La responsabilidad de los comentarios en el blog
El problema al que nos enfrentamos es global, la información y la comunicación no son ya tarea exclusiva de las y los periodistas y medios profesionales. Cada día se crean miles de blogs, las y los internautas publican otros tantos vídeos en Youtube, millones de comentarios, entradas en páginas de ela-boración colaborativa como la Wikipedia. Un estudio de International Data Corporation (IDC) asegura que hasta el 70% de los contenidos publicados en Internet han sido creados por las y los usuarios.
En la elaboración de la programación televisiva o las páginas de un periódico intervienen varios filtros que deciden qué se publica y qué no. Pero en Internet el funcionamiento es distinto, los medios han abierto la puerta a los contenidos elaborados por sus usuarios y ususarias y publican comentarios, textos y vídeos ajenos a la redacción. La responsabilidad por las infracciones que puedan cometerse en esos contenidos (delitos contra el honor o derechos de autor, normalmente) quedó fijada hace tiempo en una ley, pero su aplicación está generando más dudas de las esperadas.

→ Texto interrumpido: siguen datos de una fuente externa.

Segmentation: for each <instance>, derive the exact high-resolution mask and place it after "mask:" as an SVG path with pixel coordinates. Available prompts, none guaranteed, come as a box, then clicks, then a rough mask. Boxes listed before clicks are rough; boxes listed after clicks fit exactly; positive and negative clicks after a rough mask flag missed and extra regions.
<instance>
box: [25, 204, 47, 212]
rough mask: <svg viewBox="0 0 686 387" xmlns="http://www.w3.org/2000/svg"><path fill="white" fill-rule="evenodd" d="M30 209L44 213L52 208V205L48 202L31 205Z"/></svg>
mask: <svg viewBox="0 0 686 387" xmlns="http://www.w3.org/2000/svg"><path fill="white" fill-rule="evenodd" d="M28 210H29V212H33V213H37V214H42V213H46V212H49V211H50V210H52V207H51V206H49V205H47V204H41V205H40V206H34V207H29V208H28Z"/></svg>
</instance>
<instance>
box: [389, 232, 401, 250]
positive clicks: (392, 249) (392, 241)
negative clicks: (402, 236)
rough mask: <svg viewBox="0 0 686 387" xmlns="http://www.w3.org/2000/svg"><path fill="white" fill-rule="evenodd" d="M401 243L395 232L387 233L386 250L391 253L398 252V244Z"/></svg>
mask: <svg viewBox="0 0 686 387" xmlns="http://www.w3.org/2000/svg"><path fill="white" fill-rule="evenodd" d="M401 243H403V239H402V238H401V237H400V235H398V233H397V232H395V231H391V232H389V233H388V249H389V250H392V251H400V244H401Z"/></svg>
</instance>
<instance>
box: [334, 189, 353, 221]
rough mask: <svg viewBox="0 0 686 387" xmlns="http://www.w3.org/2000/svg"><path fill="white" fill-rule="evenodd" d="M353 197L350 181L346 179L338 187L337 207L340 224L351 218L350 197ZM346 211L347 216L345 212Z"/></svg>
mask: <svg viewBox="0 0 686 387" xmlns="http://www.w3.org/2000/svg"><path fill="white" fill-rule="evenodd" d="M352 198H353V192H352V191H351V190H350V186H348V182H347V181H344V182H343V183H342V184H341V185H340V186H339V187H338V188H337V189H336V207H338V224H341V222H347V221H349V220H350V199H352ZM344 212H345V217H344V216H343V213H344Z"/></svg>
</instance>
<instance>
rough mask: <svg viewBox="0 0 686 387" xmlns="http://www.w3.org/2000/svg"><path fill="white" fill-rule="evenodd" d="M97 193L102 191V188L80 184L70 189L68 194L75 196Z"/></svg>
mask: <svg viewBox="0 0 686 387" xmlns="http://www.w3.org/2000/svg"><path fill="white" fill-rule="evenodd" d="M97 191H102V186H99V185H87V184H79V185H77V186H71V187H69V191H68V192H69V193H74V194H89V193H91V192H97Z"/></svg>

La ley dice que el medio sólo será legalmente responsable cuando tenga “conocimiento efectivo de que la actividad o la información almacenada es ilícita” y no haya actuado con “diligencia para retirar los datos o hacer imposible el acceso a ellos”. no obstante, en algunos casos los jueces no han llegado a un acuerdo al aplicar la norma y han hecho recaer la responsabilidad sobre quien aloja los contenidos, no sobre su autor real. así ha sido en dos de los casos que más repercusión han tenido en los últimos meses: el caso de la General de autores contra la asociación de Internautas y el caso de la Frikipedia, en ambos casos por alojar contenidos que atentan contra el honor de la sGae o sus representantes. en estos fallos inculpatorios para los alojadores de contenidos subyacen dos cuestiones:
- Los jueces aplican la doctrina tradicional, conforme a la cual el medio es responsable de todos los contenidos, sobre todo si son anónimos, basándose en el funcionamiento de los periódicos. Pero en Internet no es así, no hay un jefe de rotativa que filtra el contenido sino que todo funciona de forma automática. La normativa española sobre el tema, es la LSSL, que establece que “sólo hay responsabilidad cuando el proveedor tiene conocimiento de un contenido ilícito, declarado como tal por la autoridad competente, y se haya notificado esa resolución”. Los fallos de estas sentencias están recurridos y se está a la espera de una sentencia del supremo que cree jurisprudencia. La asociación de Internautas está impulsando una petición para que las autoridades europeas, de las que salió la directiva que inspira la legislación española, interpreten definitivamente esta cuestión.
- Los tribunales, ante la dificultad que supone identificar a cualquier internauta, adoptan una salida de compromiso consistente en la imputación de la responsabilidad a quienes alojan los contenidos. algunos expertos reconocen que el tema del anonimato es el problemático y sugieren que para solucionarlo se tendría que establecer un régimen legal claro que obligue a todo el que tenga sistemas automáticos de publicación a conservar y proporcionar la IP de sus usuarios en caso de ser solicitada por la justicia. La dirección IP es una dirección única que cada ordenador tiene en Internet y mediante la cual puede identificarse, a través del operador de telecomunicaciones y mediante requerimiento judicial, a la persona con nombre y apellidos a la que pertenece un ordenador.